As described above, according to this embodiment, the number of copies is counted, and every time the number of copies exceeds 5000,
By decreasing the control voltage Vcont of the toner concentration sensor 28 in increments of 0.05 V according to instructions from the PU 32, the increase in toner concentration Tc due to deterioration of the developer carrier (1
%) in the direction of decreasing. As a result, the correct output voltage Vout from the toner concentration Tc sensor 28 is output to the CPU 3.
2, and the toner density is maintained accurately.

FIG. 9 shows the actual toner concentration Tc according to this embodiment.
, the number of recorded sheets n, and the control voltage V applied to the toner density sensor
It is a graph showing the relationship with cont. As shown in the figure, the control voltage Vcont decreases stepwise every time the number of recorded sheets n reaches 5000 sheets. As a result, the actual toner concentration Tc is maintained at approximately 6.0%.

Although a photointerrupter is used as a means for counting the number of copies in this embodiment, the present invention is not limited to this, and other known means such as a microswitch may be used.

[0025]

As explained above, in the present invention, a magnetic field generated by a toner density sensor is applied to a two-component developer, a change in magnetic permeability of the two-component developer is detected, and a predetermined number of recording sheets is detected. Since the control voltage applied to the toner concentration sensor is changed by a predetermined value each time, the influence of changes in the carrier over time on the output of the toner concentration sensor can be minimized and accurate toner concentration control can be achieved. Become.

[Brief explanation of the drawing]

FIG. 1 is a graph showing the relationship between the actual toner concentration of a developer, the output voltage of a toner concentration sensor, and the detected toner concentration.

FIG. 2 is a characteristic curve showing the relationship between the control voltage and output voltage of a toner concentration sensor.

FIG. 3 is a graph showing the relationship between the control voltage for controlling the magnetic field generated by the toner concentration sensor, the actual toner concentration, and the number of recording sheets.

FIG. 4 is a schematic diagram showing the configuration of an electronic copying machine to which the toner density control method of the present invention is applied.

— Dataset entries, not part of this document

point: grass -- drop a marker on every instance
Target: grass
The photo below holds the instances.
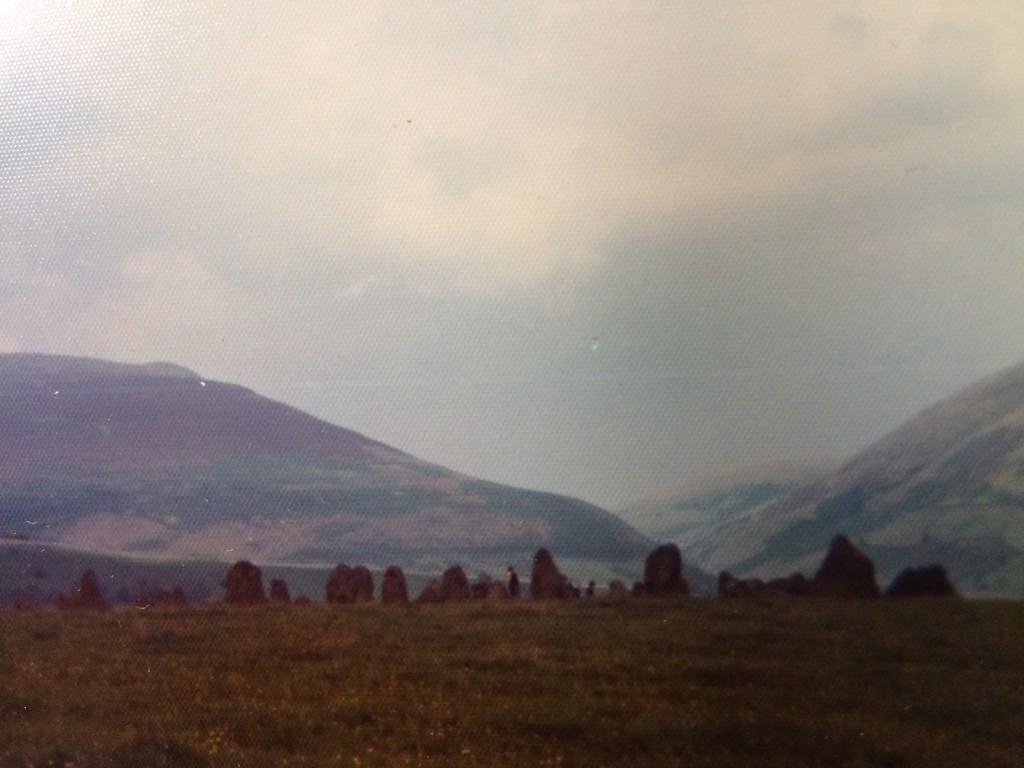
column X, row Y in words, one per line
column 658, row 683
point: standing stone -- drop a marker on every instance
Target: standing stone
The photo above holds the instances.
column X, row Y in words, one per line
column 617, row 590
column 393, row 587
column 244, row 585
column 846, row 571
column 350, row 585
column 455, row 585
column 279, row 592
column 663, row 573
column 86, row 596
column 546, row 582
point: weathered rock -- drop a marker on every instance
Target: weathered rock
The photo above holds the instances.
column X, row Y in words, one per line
column 617, row 590
column 244, row 585
column 347, row 585
column 86, row 596
column 931, row 581
column 546, row 582
column 663, row 572
column 846, row 571
column 455, row 585
column 393, row 587
column 279, row 592
column 511, row 583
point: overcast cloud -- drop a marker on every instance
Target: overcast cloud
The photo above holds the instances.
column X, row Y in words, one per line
column 592, row 248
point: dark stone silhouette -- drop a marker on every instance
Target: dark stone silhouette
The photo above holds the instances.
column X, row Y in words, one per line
column 279, row 592
column 393, row 587
column 617, row 590
column 546, row 582
column 347, row 585
column 512, row 582
column 663, row 572
column 85, row 596
column 930, row 581
column 455, row 585
column 244, row 585
column 846, row 571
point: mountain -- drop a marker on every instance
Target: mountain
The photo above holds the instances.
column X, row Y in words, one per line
column 156, row 462
column 947, row 486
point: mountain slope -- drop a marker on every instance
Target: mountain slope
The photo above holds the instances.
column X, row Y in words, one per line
column 156, row 461
column 946, row 486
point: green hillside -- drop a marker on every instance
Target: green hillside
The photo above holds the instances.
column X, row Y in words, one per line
column 155, row 461
column 947, row 486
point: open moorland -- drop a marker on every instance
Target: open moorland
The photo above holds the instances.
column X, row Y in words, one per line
column 930, row 682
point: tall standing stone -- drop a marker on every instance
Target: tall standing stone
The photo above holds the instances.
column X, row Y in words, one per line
column 846, row 571
column 244, row 585
column 663, row 572
column 347, row 585
column 546, row 582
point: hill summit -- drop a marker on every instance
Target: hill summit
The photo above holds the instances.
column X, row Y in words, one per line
column 157, row 461
column 946, row 487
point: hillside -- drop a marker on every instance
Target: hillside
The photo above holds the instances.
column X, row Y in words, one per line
column 946, row 486
column 156, row 461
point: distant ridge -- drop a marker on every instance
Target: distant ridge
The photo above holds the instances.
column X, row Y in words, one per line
column 947, row 486
column 155, row 460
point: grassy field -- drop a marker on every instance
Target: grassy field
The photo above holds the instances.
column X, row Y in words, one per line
column 658, row 683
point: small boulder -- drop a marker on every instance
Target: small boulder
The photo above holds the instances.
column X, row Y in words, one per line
column 86, row 596
column 244, row 585
column 347, row 585
column 617, row 590
column 846, row 571
column 730, row 586
column 393, row 587
column 663, row 573
column 931, row 581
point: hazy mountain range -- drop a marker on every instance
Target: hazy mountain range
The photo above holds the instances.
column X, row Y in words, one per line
column 947, row 486
column 155, row 462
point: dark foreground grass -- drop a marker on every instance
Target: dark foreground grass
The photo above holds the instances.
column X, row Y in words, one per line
column 658, row 683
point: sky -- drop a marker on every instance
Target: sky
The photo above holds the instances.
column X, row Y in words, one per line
column 594, row 248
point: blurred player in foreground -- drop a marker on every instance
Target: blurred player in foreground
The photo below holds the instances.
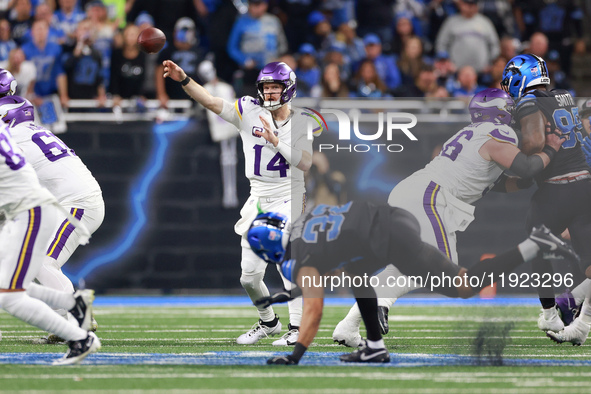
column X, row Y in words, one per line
column 31, row 212
column 277, row 151
column 441, row 195
column 359, row 238
column 62, row 173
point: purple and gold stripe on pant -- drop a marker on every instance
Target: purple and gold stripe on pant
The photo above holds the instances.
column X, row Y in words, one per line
column 430, row 205
column 63, row 233
column 24, row 257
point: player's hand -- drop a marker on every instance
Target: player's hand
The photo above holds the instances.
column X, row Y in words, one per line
column 173, row 71
column 267, row 133
column 276, row 298
column 554, row 138
column 282, row 360
column 586, row 146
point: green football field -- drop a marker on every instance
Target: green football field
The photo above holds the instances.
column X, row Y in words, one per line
column 192, row 349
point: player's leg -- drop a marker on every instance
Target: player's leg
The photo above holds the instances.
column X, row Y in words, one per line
column 24, row 242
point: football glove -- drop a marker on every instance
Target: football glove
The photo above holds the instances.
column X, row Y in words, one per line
column 586, row 146
column 276, row 298
column 282, row 360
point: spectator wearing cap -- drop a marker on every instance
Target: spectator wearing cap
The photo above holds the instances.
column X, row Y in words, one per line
column 7, row 44
column 44, row 12
column 185, row 52
column 46, row 55
column 385, row 65
column 307, row 72
column 320, row 35
column 355, row 49
column 467, row 83
column 256, row 39
column 67, row 18
column 103, row 32
column 470, row 38
column 20, row 19
column 376, row 16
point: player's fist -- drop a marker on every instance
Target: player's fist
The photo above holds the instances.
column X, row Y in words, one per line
column 282, row 360
column 276, row 298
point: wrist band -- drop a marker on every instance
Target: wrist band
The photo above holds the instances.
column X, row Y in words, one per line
column 549, row 151
column 298, row 351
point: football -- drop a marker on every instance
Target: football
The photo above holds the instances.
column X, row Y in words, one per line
column 151, row 40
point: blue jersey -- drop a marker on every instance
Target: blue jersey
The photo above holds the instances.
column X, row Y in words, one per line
column 49, row 65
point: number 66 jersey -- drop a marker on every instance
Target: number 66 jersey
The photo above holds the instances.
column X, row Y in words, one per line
column 57, row 166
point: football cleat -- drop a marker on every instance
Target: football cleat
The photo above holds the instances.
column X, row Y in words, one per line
column 347, row 334
column 567, row 307
column 82, row 310
column 258, row 332
column 79, row 350
column 576, row 333
column 366, row 354
column 383, row 319
column 552, row 324
column 289, row 338
column 550, row 245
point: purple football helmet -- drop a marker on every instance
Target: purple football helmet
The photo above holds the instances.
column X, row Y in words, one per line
column 16, row 109
column 281, row 73
column 7, row 83
column 491, row 105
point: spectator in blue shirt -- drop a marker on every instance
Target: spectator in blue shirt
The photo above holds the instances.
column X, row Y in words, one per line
column 385, row 65
column 7, row 44
column 47, row 58
column 308, row 72
column 67, row 18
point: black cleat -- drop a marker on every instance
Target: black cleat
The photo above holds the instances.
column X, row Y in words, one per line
column 550, row 245
column 367, row 355
column 383, row 319
column 79, row 350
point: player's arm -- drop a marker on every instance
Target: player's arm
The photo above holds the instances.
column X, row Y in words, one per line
column 193, row 89
column 508, row 156
column 311, row 315
column 301, row 158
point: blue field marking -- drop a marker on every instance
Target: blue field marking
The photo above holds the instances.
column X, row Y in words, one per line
column 140, row 193
column 253, row 358
column 230, row 301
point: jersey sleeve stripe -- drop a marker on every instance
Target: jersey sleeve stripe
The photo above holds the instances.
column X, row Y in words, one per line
column 26, row 249
column 238, row 106
column 430, row 204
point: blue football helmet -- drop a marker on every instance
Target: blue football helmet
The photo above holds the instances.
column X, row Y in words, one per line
column 268, row 236
column 522, row 72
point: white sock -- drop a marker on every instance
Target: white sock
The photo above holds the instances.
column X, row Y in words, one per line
column 53, row 298
column 376, row 344
column 528, row 249
column 580, row 292
column 354, row 316
column 586, row 311
column 295, row 311
column 550, row 313
column 40, row 315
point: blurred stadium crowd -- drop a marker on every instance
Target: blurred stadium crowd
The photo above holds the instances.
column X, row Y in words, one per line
column 86, row 49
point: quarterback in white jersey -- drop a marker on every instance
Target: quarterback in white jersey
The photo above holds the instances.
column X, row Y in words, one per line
column 31, row 212
column 66, row 177
column 277, row 150
column 441, row 195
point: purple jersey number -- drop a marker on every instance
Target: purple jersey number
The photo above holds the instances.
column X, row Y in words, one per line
column 14, row 160
column 52, row 147
column 453, row 149
column 277, row 163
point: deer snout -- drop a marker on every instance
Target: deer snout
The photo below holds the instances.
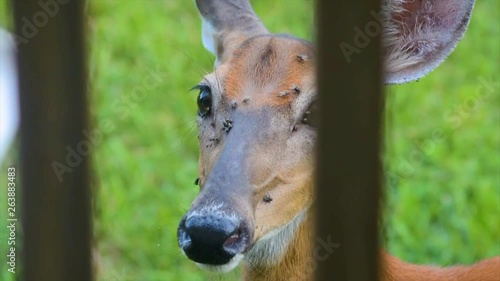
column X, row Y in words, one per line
column 213, row 239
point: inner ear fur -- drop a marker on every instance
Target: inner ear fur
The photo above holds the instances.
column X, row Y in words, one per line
column 420, row 34
column 226, row 24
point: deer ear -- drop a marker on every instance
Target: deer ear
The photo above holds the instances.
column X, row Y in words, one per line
column 420, row 34
column 226, row 24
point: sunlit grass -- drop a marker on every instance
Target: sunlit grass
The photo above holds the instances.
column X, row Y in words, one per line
column 443, row 199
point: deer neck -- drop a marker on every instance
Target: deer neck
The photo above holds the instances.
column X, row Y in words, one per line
column 296, row 262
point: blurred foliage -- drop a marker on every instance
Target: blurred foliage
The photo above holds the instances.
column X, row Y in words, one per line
column 442, row 139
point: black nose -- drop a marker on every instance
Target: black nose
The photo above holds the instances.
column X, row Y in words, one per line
column 212, row 239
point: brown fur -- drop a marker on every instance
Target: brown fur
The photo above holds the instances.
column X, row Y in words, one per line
column 256, row 82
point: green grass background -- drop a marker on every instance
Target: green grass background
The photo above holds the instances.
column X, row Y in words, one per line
column 443, row 193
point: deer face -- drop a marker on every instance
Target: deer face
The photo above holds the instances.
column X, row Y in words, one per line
column 256, row 124
column 257, row 135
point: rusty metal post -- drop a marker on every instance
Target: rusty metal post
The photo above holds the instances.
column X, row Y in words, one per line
column 54, row 171
column 349, row 165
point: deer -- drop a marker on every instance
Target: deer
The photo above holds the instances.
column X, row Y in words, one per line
column 257, row 121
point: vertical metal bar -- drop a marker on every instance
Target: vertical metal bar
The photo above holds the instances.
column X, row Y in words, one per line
column 349, row 165
column 54, row 156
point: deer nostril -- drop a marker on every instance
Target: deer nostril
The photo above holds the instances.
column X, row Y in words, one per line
column 212, row 239
column 233, row 239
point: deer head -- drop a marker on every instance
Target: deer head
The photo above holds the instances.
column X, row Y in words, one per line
column 257, row 123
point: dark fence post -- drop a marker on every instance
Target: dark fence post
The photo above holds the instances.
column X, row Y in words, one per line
column 54, row 171
column 349, row 167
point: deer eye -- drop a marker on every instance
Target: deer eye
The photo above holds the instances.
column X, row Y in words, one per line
column 204, row 101
column 311, row 116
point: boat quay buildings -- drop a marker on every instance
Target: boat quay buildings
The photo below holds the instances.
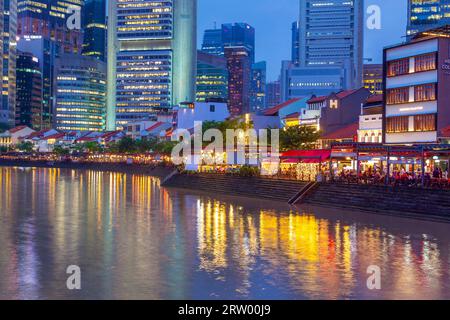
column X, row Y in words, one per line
column 417, row 86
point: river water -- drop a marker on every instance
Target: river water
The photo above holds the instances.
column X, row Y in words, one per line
column 133, row 239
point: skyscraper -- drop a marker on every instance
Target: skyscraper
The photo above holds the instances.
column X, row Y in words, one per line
column 28, row 91
column 80, row 87
column 273, row 97
column 8, row 29
column 239, row 35
column 94, row 28
column 48, row 19
column 331, row 34
column 42, row 29
column 212, row 77
column 151, row 57
column 423, row 15
column 295, row 45
column 212, row 42
column 239, row 81
column 258, row 86
column 330, row 49
column 373, row 78
column 229, row 35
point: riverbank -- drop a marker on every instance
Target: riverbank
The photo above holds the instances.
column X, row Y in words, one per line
column 151, row 170
column 417, row 203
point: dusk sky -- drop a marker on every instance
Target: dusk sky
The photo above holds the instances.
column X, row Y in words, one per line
column 272, row 20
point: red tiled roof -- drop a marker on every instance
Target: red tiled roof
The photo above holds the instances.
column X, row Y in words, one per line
column 317, row 99
column 305, row 156
column 273, row 111
column 347, row 132
column 82, row 139
column 346, row 93
column 375, row 98
column 17, row 129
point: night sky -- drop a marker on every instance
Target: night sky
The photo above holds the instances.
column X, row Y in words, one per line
column 272, row 20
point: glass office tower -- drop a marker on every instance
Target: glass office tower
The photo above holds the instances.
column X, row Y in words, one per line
column 94, row 28
column 8, row 67
column 423, row 15
column 151, row 58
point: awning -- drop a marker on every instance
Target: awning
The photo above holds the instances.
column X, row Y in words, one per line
column 305, row 156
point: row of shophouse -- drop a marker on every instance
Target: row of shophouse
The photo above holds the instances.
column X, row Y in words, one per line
column 415, row 108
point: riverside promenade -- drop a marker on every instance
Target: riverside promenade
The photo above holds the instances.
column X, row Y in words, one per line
column 411, row 202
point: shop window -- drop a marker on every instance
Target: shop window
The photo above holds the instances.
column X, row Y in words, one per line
column 397, row 124
column 425, row 62
column 425, row 92
column 398, row 95
column 425, row 122
column 398, row 67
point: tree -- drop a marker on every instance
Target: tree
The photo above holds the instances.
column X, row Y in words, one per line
column 165, row 147
column 298, row 138
column 92, row 147
column 146, row 145
column 25, row 146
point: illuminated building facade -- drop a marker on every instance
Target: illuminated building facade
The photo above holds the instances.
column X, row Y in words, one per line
column 295, row 46
column 423, row 15
column 416, row 86
column 94, row 28
column 151, row 58
column 373, row 78
column 239, row 81
column 273, row 94
column 212, row 77
column 80, row 86
column 238, row 34
column 46, row 51
column 212, row 42
column 49, row 20
column 29, row 91
column 8, row 28
column 258, row 86
column 329, row 55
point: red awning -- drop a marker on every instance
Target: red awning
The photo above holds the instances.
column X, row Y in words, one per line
column 305, row 156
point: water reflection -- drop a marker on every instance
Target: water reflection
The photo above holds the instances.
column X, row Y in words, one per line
column 133, row 239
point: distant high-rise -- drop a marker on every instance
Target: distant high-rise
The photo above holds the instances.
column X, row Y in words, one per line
column 273, row 95
column 80, row 100
column 423, row 15
column 239, row 81
column 28, row 91
column 295, row 45
column 212, row 77
column 8, row 28
column 229, row 35
column 330, row 49
column 212, row 42
column 239, row 35
column 94, row 28
column 46, row 51
column 48, row 19
column 258, row 86
column 151, row 57
column 373, row 78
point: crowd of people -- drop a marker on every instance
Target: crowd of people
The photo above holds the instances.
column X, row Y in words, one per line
column 437, row 178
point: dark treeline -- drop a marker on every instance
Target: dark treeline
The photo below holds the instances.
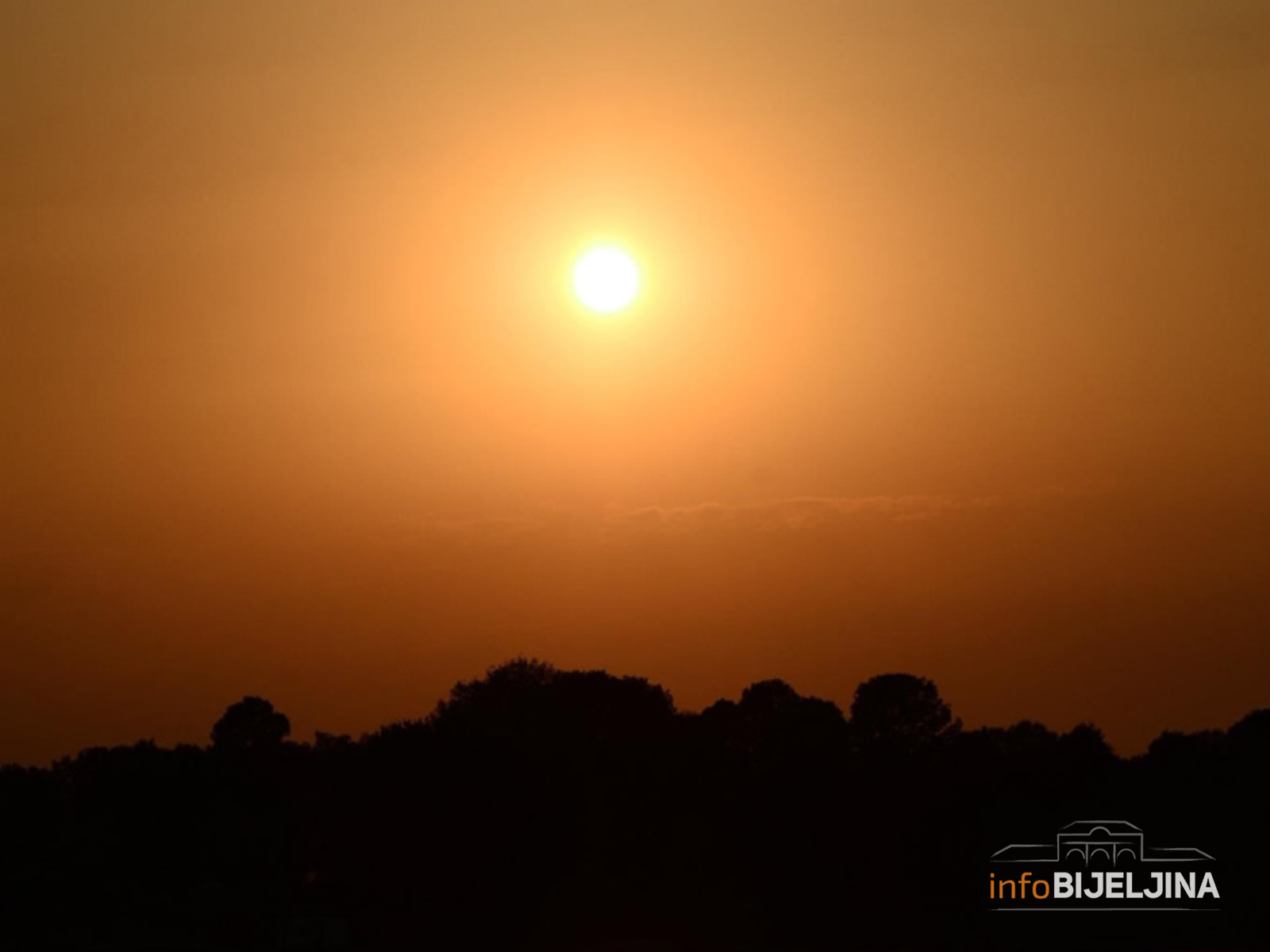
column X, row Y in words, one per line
column 575, row 810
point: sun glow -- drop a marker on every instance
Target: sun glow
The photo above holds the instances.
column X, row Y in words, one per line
column 606, row 279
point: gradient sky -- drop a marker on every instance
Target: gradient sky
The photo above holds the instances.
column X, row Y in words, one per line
column 952, row 355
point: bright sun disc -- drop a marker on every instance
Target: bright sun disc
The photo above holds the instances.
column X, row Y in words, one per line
column 606, row 279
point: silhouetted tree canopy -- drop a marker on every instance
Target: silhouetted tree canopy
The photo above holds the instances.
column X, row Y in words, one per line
column 568, row 810
column 251, row 724
column 901, row 708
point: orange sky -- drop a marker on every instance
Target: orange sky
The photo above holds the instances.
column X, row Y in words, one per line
column 952, row 355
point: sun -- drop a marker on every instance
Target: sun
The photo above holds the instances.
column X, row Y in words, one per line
column 606, row 279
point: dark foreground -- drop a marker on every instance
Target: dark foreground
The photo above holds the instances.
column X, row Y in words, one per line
column 572, row 810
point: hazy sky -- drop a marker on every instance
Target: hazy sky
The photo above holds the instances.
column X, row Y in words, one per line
column 952, row 355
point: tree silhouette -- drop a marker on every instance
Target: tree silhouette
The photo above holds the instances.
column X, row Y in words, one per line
column 252, row 724
column 588, row 812
column 901, row 708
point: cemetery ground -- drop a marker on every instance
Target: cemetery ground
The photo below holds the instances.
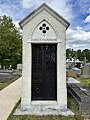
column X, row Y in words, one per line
column 71, row 104
column 5, row 83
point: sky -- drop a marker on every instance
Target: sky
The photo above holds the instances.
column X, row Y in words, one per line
column 77, row 12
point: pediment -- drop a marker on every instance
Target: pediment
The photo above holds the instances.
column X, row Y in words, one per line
column 44, row 7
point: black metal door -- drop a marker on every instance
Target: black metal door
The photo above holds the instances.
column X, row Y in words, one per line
column 44, row 72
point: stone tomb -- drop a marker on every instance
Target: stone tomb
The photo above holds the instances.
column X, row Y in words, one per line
column 44, row 60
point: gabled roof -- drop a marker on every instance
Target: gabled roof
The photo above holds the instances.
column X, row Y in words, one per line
column 44, row 6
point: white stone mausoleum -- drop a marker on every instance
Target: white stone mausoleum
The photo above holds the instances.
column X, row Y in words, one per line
column 44, row 59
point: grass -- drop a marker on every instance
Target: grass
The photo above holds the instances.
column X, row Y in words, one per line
column 71, row 103
column 5, row 83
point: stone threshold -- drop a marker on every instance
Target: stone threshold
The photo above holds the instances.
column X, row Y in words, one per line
column 43, row 110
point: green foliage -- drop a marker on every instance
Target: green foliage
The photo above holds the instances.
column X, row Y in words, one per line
column 10, row 43
column 70, row 53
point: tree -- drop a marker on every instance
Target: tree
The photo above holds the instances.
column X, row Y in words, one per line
column 10, row 43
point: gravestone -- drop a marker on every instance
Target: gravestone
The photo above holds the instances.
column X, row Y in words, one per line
column 44, row 60
column 86, row 70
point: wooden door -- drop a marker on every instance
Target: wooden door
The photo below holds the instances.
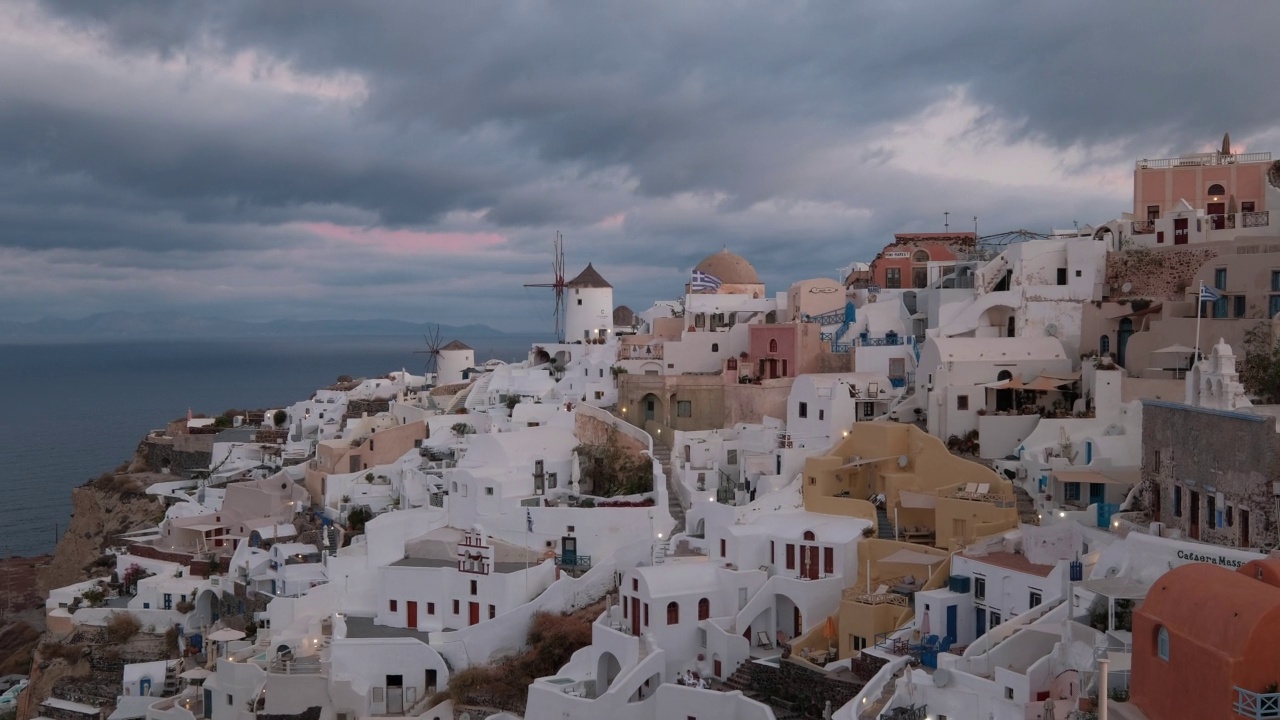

5 is a block diagram of a developing device and a control circuit of the electronic copying machine shown in FIG. 4. FIG.

FIG. 6 is a flowchart for explaining a toner density control method according to the present invention.

FIG. 7 is a subroutine used in the flowchart shown in FIG. 6;

FIG. 8 is a part of the subroutine shown in FIG. 7.

FIG. 9 is a graph showing the relationship between the actual toner density, the number of recording sheets, and the control voltage of the toner density sensor according to the present embodiment.

[Explanation of symbols]

2 Light source 3 Reflected light 8 Photosensitive drum 9 Charged electrode 10 Developing device 13 Transfer electrode 14 Separation electrode 15 Static elimination electrode 17 Conveyance roller 18 Fixing device 28 Toner concentration sensor 32 CPU 40 Memory

Claims (1)

[Claims] 1. A toner that generates a magnetic field, applies the magnetic field to a two-component developer consisting of toner and carrier, and detects a change in the magnetic permeability of the developer to detect the toner concentration of the developer. In a toner density control method for an image recording apparatus that uses a density sensor and controls the toner density based on the output of the toner density sensor, an electrostatic latent image formed on a photoreceptor is processed by a two-component developer. A toner density control method comprising changing a control voltage for controlling the intensity of a magnetic field generated by a toner density sensor by a predetermined voltage every time the number of recording sheets to be developed and subsequently recorded increases by a predetermined number.